In the early 20th century, petroleum jelly, either pure or as an ingredient, was popular as a hair pomade. When used in a 50/50 mixture with pure beeswax, it makes an effective mustache wax.
Petroleum jelly was formerly used to help pitch a spitball in baseball. Although the pitch was banned in 1920, pitchers sometimes throw "the spitter" surreptitiously.
It can also be used as tinder when coated on cotton balls. The combination can easily be ignited by a fire starter, burning hot and long, and the petroleum keeps the cotton from getting wet. Petroleum jelly is a useful addition to a survival kit: cotton balls saturated with petroleum jelly, packed into a plastic 35mm film canister make excellent fire-starters, taking a spark readily and burning fiercely for several minutes.

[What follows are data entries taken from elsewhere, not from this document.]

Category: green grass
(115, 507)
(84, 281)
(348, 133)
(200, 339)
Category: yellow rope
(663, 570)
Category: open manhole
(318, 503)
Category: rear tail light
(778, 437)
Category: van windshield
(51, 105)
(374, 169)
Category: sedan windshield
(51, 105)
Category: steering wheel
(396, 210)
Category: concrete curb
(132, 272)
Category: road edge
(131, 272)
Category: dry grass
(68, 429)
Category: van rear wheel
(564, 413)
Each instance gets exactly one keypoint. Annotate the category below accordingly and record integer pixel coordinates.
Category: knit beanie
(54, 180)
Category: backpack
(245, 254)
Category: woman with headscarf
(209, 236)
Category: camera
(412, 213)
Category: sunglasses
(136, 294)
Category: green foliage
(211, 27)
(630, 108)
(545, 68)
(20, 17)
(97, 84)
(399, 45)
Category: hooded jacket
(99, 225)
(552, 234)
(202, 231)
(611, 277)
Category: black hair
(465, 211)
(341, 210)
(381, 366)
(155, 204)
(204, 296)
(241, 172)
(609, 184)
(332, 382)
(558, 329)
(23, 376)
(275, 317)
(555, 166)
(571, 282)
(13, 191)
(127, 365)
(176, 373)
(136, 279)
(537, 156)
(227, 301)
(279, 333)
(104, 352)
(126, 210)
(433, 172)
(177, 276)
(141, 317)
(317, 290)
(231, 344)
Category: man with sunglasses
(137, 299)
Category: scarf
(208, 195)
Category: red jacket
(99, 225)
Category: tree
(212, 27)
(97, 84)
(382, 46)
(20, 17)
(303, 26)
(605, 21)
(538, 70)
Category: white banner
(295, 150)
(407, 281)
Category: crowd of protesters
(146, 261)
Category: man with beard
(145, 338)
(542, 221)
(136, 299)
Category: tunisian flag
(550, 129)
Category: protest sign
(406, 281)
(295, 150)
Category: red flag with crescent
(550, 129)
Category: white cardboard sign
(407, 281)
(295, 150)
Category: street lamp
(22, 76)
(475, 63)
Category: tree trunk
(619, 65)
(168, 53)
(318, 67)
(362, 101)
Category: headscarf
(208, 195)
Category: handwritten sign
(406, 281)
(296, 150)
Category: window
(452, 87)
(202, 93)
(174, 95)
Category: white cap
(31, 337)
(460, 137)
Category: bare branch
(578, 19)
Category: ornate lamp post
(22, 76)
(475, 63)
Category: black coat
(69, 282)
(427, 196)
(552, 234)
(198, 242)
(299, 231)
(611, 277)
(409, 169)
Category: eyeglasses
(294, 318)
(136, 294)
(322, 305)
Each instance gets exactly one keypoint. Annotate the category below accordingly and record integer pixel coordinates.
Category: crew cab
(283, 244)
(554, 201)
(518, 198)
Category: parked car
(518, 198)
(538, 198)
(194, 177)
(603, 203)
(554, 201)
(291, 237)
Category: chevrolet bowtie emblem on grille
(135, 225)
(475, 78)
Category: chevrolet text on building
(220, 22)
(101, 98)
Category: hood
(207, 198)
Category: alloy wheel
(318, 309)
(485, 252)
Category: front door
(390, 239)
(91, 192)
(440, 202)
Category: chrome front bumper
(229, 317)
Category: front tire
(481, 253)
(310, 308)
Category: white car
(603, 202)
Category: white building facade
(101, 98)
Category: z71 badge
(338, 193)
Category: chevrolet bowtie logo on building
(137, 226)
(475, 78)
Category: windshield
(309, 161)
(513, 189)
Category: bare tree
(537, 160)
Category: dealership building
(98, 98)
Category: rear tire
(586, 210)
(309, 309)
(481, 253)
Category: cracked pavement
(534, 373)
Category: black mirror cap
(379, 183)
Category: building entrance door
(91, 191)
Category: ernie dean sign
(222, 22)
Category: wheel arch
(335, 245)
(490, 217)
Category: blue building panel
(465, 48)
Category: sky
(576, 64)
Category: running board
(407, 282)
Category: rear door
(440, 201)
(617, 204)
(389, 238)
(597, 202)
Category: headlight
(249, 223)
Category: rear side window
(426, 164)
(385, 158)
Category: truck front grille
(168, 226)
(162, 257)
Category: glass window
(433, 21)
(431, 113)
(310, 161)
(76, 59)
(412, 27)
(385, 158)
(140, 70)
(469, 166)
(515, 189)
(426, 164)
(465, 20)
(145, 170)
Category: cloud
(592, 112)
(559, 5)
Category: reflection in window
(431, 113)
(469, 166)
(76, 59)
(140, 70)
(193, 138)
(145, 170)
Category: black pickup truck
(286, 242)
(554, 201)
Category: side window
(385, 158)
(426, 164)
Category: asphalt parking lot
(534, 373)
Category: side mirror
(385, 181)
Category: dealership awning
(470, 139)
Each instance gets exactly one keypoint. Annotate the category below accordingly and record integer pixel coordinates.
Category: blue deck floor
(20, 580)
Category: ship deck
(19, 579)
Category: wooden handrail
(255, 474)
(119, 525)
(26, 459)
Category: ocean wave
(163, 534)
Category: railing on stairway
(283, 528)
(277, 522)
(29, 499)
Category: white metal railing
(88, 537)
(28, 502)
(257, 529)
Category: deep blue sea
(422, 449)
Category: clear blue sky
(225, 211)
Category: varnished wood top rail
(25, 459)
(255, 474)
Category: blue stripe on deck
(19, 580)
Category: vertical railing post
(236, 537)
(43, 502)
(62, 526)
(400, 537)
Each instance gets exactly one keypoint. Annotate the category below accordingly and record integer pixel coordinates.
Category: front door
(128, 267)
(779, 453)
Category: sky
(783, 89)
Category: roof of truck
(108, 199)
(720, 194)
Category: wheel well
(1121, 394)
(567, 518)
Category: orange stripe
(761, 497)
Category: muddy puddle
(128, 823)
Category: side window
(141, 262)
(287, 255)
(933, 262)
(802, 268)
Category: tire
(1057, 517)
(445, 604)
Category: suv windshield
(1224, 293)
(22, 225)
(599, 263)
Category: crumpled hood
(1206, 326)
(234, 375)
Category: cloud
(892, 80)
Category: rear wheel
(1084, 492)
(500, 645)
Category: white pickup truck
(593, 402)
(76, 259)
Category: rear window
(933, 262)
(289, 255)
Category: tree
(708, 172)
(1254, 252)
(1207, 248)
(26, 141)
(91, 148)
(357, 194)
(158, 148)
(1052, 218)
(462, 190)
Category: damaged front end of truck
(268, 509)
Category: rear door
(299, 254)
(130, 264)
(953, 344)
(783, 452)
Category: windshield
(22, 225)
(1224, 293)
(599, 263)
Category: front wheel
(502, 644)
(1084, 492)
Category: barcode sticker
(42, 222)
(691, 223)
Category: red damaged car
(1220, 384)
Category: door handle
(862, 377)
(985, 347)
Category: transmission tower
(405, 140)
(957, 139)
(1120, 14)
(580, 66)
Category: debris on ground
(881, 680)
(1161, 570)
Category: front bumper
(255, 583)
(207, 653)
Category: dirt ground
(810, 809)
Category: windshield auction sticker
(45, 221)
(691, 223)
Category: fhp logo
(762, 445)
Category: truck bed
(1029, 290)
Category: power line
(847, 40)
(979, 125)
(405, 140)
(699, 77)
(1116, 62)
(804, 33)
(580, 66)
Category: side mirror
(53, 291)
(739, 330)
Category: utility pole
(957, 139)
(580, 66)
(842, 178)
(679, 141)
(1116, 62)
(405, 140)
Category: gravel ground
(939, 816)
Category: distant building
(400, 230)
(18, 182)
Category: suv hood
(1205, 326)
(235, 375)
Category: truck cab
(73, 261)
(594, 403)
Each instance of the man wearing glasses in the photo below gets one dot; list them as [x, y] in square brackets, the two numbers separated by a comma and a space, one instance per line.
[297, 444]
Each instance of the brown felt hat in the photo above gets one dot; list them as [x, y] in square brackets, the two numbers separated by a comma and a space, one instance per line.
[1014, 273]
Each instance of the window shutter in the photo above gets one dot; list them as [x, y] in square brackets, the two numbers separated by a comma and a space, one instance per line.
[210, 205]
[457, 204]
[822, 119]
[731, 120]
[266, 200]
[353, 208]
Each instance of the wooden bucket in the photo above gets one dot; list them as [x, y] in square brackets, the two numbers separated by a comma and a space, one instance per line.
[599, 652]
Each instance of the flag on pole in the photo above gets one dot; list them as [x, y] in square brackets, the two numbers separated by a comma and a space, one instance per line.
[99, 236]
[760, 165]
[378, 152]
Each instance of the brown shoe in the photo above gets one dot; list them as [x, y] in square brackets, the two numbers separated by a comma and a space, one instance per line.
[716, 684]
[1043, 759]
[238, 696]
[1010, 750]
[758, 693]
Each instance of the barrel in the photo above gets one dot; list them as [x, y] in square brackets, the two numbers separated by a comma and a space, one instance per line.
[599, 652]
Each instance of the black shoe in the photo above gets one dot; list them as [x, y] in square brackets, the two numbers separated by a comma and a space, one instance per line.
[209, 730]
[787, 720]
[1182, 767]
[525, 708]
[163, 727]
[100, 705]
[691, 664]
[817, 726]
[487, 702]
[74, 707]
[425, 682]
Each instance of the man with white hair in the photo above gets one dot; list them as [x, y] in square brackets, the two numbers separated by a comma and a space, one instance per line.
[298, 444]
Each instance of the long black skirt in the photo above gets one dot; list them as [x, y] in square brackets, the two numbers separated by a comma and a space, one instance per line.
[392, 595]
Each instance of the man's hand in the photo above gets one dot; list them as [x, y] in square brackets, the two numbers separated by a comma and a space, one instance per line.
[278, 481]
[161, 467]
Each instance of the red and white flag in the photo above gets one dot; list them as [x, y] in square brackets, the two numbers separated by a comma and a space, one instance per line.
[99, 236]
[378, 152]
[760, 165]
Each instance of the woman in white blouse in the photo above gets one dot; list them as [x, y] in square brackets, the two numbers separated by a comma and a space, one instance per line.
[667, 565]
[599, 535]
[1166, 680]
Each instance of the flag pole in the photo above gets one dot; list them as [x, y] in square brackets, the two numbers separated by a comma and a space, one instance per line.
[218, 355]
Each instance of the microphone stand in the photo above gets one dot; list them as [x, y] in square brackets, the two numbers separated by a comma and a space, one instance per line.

It can be used as a quick method of shining shoes, when spread evenly onto the surface to create a shiny layer.
Petroleum jelly is commonly used as a sex lubricant. (Not recommended)
Dangerous uses to avoid:
* It should not be used on fresh burns of any kind, including sunburn. It traps heat inside, worsening burns. After heat has dissipated, it can serve as a dressing for minor burns to soothe pain.
* Nasal congestion or dryness. It may immobilize the cilia in the nose, impeding its ability to clean incoming air. If small particles are inhaled, they may deposit in the lungs and lead to a form of pneumonia.
* Sex with latex condoms. Petroleum weakens latex, increasing the chance of rupture, and the chance of pregnancy, or spreading infections such as HIV.